Posts Tagged 'Commands'

October 16, 2013

Tips and Tricks: Troubleshooting Email Issues

Working in support, one of the most common issues we troubleshoot is a customer's ability to receive email. Depending on email server, this can be a headache and a half to figure out, but more often than not, we're able to fix the problem with one of only a few simple solutions. Because the SoftLayer Blog audience loves technical tips and tricks, I thought I'd share a few easy steps that make pinpointing the root cause of email issues much easier.

Before you gear up to go into battle, check the that server is not out of disk space on /var and that it is not in a read only state. That precursory step may seem silly, but Occam's Razor often holds true in technical troubleshooting. Once you verify that those two common problems aren't causing your email problems, the next step is to determine whether the email issues are server-wide or isolated to one mail account/domain. To do that, the first thing you need to do is make sure that the IMAP and POP services are responding.

Check IMAP and POP Services

The universal approach to checking IMAP and POP services is to use telnet:

telnet <serverip> 110
telnet <serverip> 143

If either of those commands fail, you're able to pinpoint which service to check on your server.

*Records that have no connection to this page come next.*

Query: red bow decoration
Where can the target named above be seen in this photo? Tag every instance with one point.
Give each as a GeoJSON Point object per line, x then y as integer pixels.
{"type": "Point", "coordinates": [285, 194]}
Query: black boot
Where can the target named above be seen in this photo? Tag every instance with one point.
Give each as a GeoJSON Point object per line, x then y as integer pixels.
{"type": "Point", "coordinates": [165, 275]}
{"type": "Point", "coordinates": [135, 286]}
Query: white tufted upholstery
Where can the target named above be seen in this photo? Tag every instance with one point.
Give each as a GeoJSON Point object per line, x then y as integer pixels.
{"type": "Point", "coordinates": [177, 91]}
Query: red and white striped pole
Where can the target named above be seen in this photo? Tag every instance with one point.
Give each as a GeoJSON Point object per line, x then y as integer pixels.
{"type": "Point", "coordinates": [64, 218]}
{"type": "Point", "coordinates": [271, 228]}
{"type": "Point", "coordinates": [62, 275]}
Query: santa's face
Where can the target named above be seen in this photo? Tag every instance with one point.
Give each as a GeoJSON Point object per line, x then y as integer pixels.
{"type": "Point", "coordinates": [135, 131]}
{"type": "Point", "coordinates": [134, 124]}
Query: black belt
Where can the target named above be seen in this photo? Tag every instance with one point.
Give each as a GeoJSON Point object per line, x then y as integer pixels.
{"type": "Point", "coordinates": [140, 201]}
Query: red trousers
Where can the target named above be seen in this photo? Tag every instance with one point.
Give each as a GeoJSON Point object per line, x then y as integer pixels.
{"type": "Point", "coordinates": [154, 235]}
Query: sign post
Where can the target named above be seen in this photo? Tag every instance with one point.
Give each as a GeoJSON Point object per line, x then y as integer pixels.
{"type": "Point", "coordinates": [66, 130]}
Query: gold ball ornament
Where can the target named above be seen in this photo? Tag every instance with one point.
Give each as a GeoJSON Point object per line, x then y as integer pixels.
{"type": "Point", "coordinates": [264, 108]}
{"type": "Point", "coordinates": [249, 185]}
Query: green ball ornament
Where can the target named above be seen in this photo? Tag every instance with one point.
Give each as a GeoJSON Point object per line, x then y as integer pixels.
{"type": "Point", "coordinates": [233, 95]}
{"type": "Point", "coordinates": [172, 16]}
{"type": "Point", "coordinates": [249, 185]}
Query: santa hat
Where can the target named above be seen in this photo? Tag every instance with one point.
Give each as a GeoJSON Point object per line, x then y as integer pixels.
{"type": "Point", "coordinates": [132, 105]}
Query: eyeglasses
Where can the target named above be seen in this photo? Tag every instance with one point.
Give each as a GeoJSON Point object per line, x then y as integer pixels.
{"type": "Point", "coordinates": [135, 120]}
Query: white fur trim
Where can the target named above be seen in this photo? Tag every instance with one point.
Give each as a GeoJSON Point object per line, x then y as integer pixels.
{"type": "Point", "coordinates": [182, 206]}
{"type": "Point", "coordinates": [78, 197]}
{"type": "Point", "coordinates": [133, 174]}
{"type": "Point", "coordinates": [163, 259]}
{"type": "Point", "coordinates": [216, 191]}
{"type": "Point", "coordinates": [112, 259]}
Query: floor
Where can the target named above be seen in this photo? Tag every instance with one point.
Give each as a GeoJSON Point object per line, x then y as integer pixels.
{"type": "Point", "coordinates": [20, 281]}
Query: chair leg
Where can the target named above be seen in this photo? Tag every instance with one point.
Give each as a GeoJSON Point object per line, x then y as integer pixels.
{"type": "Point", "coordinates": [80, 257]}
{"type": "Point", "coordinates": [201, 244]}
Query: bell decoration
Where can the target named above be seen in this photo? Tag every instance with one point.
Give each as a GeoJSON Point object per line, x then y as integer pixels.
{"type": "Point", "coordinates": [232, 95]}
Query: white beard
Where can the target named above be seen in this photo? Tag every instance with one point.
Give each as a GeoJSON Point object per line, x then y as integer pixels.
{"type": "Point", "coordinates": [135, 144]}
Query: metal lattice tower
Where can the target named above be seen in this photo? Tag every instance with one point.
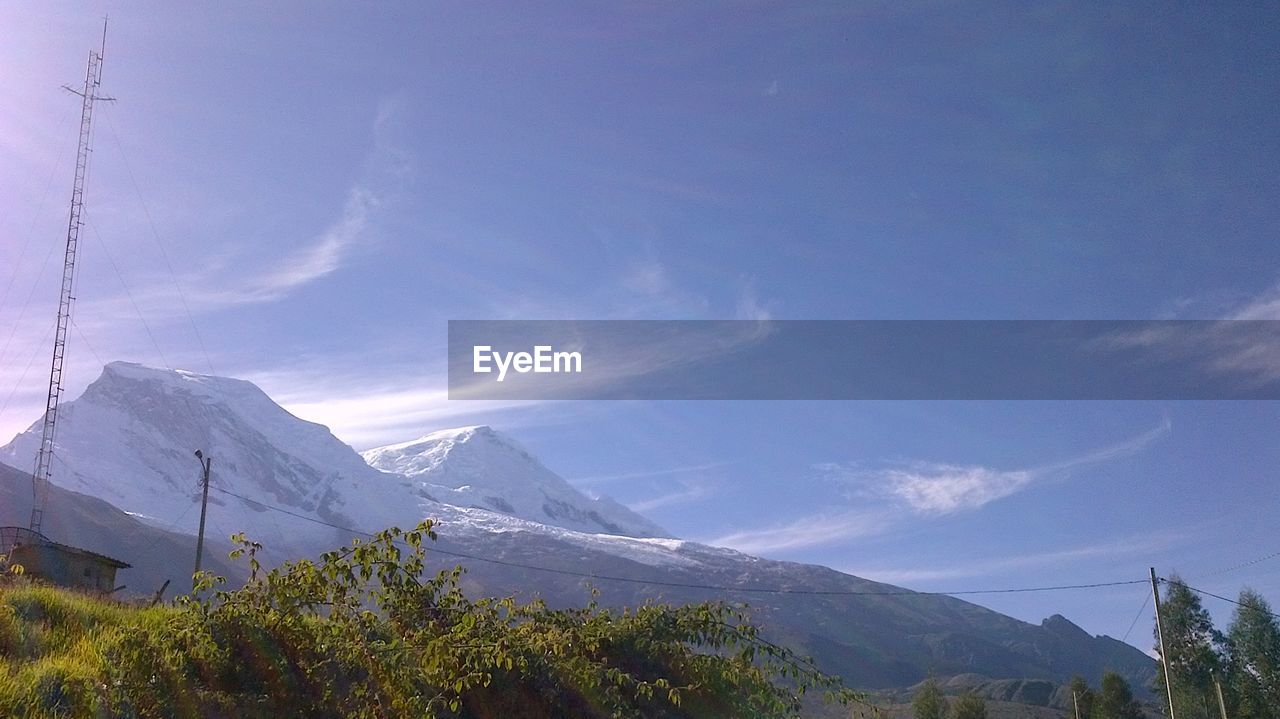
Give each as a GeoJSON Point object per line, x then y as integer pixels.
{"type": "Point", "coordinates": [45, 457]}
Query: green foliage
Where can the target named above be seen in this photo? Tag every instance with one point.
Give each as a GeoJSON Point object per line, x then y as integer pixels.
{"type": "Point", "coordinates": [1115, 700]}
{"type": "Point", "coordinates": [1193, 655]}
{"type": "Point", "coordinates": [1083, 697]}
{"type": "Point", "coordinates": [1253, 659]}
{"type": "Point", "coordinates": [928, 701]}
{"type": "Point", "coordinates": [365, 633]}
{"type": "Point", "coordinates": [970, 706]}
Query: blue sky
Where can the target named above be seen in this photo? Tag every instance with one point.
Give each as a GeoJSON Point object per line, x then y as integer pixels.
{"type": "Point", "coordinates": [320, 187]}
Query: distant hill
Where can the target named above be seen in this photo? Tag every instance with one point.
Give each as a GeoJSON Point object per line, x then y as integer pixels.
{"type": "Point", "coordinates": [295, 486]}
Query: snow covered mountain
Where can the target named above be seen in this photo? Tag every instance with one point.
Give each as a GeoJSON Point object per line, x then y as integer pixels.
{"type": "Point", "coordinates": [516, 526]}
{"type": "Point", "coordinates": [129, 439]}
{"type": "Point", "coordinates": [480, 467]}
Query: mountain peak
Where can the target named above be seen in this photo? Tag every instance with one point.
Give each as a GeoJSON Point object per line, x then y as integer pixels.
{"type": "Point", "coordinates": [1063, 626]}
{"type": "Point", "coordinates": [481, 467]}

For most variants of Linux, you can check both services with a single command: netstat -plan|egrep -i "110|143". The resulting output will show if the services are listening and which process is doing the listening. In Windows, you can run a similar command from a command prompt: netstat -anb|find "LISTEN"| findstr "110 143".

If the ports are listening, and you're able to connect to them over telnet, your next stop should be your server's error logs.

Check Error Logs

You want to look for any mail errors that might clue you into the root cause of your email issues. In Linux, you can check /var/log/maillog, and in Windows, you can filter eventvwr.msc for mail only. If there are errors, a simple search will highlight them quickly.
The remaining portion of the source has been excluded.